Carlos V en el monasterio de Yuste

El Museo universal (1858)
Carlos V en el Monasterio de Yuste.
de J. R. D.

Nota: se han modernizado los acentos.


CARLOS V EN EL MONASTERIO DE YUSTE.
I.

Descuella entre los grandes personajes de la historia moderna el emperador Carlos V. Reálzale sobre todo el contraste de sus victorias y de sus reveses, de su ostentación de poder y sus constantes apuros, de su ardiente piedad y su resuelta actitud contra los jefes de la Iglesia, de su ruidosa vida y su silencioso acabamiento.

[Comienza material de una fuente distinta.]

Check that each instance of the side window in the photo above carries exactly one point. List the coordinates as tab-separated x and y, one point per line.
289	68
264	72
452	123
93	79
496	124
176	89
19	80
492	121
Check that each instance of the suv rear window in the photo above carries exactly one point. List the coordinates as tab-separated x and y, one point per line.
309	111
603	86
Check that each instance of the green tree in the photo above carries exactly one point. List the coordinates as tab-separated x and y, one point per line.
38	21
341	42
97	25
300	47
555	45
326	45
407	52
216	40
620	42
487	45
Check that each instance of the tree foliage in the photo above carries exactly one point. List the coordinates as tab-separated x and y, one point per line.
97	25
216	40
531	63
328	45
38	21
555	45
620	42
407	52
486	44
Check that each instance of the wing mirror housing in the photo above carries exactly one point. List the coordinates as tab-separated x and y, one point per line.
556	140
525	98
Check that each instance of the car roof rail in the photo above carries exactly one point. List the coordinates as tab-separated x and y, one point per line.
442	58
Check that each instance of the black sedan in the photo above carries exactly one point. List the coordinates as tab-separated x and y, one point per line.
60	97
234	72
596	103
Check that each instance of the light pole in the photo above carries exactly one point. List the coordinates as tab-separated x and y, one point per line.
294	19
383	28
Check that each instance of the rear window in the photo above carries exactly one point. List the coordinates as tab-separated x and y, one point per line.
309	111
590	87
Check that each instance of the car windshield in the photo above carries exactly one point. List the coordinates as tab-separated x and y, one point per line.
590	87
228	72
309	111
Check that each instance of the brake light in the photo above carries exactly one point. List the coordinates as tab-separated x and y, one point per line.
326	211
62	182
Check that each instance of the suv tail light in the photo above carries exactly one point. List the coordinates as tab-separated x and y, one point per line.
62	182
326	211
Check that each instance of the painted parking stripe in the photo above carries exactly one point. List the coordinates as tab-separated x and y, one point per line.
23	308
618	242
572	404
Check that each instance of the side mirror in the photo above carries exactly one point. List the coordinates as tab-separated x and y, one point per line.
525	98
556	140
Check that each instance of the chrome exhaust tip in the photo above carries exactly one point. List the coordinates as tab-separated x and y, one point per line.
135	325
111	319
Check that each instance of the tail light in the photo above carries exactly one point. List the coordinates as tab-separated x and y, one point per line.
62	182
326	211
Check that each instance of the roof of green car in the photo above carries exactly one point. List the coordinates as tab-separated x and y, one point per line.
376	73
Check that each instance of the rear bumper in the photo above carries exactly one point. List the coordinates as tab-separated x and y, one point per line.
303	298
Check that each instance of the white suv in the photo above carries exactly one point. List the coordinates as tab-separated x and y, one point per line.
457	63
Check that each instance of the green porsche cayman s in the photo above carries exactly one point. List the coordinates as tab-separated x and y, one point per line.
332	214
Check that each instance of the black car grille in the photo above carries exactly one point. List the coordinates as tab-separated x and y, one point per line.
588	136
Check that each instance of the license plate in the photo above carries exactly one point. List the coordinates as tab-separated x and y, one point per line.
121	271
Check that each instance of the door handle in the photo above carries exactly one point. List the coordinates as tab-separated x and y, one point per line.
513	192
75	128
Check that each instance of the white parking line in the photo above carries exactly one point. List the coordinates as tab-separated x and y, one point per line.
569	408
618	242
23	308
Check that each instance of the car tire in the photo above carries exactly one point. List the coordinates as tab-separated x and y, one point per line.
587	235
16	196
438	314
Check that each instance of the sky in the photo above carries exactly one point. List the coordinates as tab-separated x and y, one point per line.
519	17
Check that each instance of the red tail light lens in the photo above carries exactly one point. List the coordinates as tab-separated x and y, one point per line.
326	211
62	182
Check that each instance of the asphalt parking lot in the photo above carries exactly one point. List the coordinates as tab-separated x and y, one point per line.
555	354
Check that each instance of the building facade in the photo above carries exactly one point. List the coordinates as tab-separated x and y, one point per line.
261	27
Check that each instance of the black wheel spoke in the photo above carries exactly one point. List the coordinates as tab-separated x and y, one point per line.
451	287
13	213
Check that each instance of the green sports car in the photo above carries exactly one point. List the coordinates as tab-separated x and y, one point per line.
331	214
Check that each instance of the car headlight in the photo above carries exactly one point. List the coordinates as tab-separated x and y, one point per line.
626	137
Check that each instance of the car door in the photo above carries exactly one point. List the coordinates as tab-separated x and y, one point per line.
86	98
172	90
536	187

Prendió en Pavia a Francisco I, y huyó precipitadamente de lnspruck, por no caer en las manos de uno de los electores de su imperio; se hizo la espada del catolicismo y entró a saco la ciudad de Roma; movió del uno al otro confín de Europa numerosos ejércitos y del uno al otro mar imponentes escuadras, y debió consentir que sus tropas se entregasen al pillaje por no poderles pagar sus servicios; vivió en medio de la agitación de los negocios y el tumulto de los campos de batalla, y pasó sus últimos años junto a los tranquilos y retirados muros del monasterio de Yuste.

Está Yuste en la vertiente de una de las montañas de Extremadura, sobre la pintoresca Vera de Plasencia, en medio de bosques que oculta la bruma y confunden sus j tristes murmullos con los de los arroyos y torrentes. ¿Qué causas pudieron inducir a don Carlos a dejar el mundo por tan solitario retiro?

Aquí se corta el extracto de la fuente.